Husain Haqqani Talks to FT

Our much maligned Ambassador the US, Husain Haqqani, talks to Edward Luce from the English newspaper Financial Times in a video on their website, and what he says may surprise you. Frankly, I have never understood what all the fuss was about Haqqani. Despite being painted as such a villain, every time I see a video of him he is speaking rationally from what I can tell. But don’t take my word for it, please take the time to watch for yourself and leave some comments about what you think. Here are some highlights:


On Democracy

Edward Luce, FT: There’s the old saying, with which you’re more than familiar, that one of the three A’s – or a combination of two out of three A’s – governs Pakistan: Allah, America, and the Army. Which is in the ascendant now?

Husain Haqqani: I think for once the Pakistani people are in the ascendant. In fact, A can also go for ‘Awam’ which in Urdu means people. For the first time, every institution in Pakistan is working together to make Pakistan a successful parliamentary democracy. The ride is not easy, but that is the ride we are trying to take.

On Afghanistan and National Security

Husain Haqqani: Pakistan wants a stable Afghanistan not ruled by the Taliban. That should be clear to everybody. It is not in Pakistan’s interest to have the Taliban return to power in Afghanistan…The biggest reality for Pakistan is we do not want Taliban running Afghanistan and therefore destabilizing Pakistan with demands from Pakistani Taliban to try to create a similar system on the Pakistani side. All we want is that the government in Afghanistan should be friendly with Pakistan – and the means were are pursuing for that is to build good, friendly relations with Afghanistan; and to make sure that Afghanistan’s territory is not used in any way to undermine or weaken Pakistan.

On India

Husain Haqqani: Any Indian presence in Afghanistan should not be a strategic military or intelligence presence that threatens Pakistan’s integrity, stability, or strength…But Pakistan seeks close and friendly relations with India as well. And the worldview we want everybody to understand as our national worldview now – supported by the military, endorsed by the civilians, backed by the parliament (which is the elected representatives of all Pakistani people) – is, we want good relations with India, but we want those good relations on the basis of resolving outstanding disputes, and we want a stable Afghanistan where there is no scope for Afghanistan being the launching pad for proxy wars against any of Afghanistan’s neighbors, including us.

On Pak-US relations

Edward Luce, FT: Previous phases of good relations between US-Pakistan have been short lived. When America has got what it wanted – to put it crudely – it’s then withdrawn, and in some cases pivoted to being a relatively hostile partner. What makes you so sure this time its different?
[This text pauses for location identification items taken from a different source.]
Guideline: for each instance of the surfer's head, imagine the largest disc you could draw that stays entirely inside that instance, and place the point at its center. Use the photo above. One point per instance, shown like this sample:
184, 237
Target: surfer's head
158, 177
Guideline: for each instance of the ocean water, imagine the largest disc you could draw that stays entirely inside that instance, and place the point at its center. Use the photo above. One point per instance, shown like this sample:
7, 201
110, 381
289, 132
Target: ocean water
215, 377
Husain Haqqani: The truth is, I’m not sure and nobody can be sure about the future. But, both Americans and Pakistanis understand that it has not served the interests of either country – American withdrawing after sporadically supporting Pakistan or working with Pakistan has led to deep rooted anti-American sentiment in Pakistan…
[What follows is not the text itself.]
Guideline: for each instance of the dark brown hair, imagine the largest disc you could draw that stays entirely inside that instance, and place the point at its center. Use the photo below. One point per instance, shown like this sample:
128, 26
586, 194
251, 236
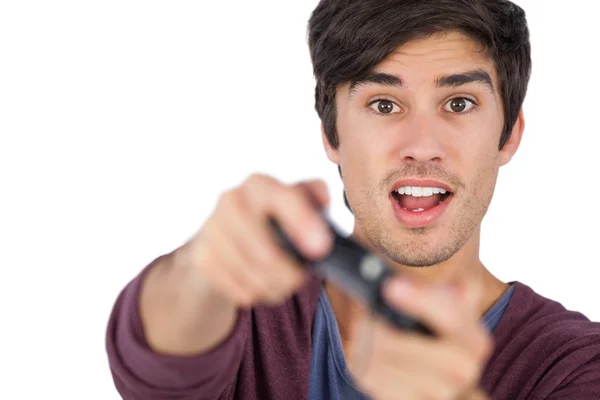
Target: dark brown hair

Pakistan, on the other hand, has suffered because we have pinned hopes on the Americans that have been dashed when the Americans have left. So neither country has benefitted from this episodic relationship…
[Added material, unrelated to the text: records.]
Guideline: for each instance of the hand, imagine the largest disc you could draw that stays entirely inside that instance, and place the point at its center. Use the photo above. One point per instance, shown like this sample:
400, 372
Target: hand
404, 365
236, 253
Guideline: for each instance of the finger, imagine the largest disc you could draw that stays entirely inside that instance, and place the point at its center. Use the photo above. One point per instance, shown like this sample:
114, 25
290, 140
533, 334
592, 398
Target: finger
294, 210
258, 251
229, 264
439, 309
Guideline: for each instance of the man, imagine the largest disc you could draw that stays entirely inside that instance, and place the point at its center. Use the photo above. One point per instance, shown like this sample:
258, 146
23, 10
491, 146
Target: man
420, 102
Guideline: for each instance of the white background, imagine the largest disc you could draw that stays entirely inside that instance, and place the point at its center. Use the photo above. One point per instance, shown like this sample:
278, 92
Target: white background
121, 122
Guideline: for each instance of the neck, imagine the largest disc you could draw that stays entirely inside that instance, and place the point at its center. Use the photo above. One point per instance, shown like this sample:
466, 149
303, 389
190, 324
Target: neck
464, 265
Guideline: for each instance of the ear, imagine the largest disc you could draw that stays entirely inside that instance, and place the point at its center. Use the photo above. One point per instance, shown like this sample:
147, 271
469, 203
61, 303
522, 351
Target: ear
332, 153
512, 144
Pakistan is not a client state, it does not want to be a satellite state, it does not want to be an aid recipient forever. So what we are looking towards is a multidimensional engagement.

On Terrorism & Security

Husain Haqqani: Pakistan will work with the international community and its neighbors to make sure that no terrorist group that threatens Pakistan, or its neighbors, or the international community remains operative. We have successfully fought the Pakistani Taliban in Swat, we have fought them successfully in South Waziristan; you have seen the high-profile arrests of Aghan Taliban figures on Pakistani soil. You will see more action, but at the same time it must be understood that Pakistan’s concerns about having a friendly regime in Afghanistan should not be misinterpreted as our willingness to tolerate any elements that pose a threat to the security of either our neighbors, ourselves, or the international community…

The fact is, we do believe that if there is a reconciliation process in Afghanistan and there are individuals with whom the Afghan leadership wants to interact – and it is an Afghan-led process, not a Pakistan-led process – Pakistan would like to be part of that process and would like to encourage it and make sure that it results in positive circumstances in Afghanistan. But we are right now working on making sure that there is no one on Pakistani territory that poses a threat either to Pakistan, or to its neighbors, or to the international community…

It is incorrect to assume that our logistical or other difficulties are in any way a lack of will on our part. The Pakistani military is overstretched. We have 147 troops in the areas along the border with Afghanistan. Compare that with only 107,000 troops from over 43 nations in Afghanistan.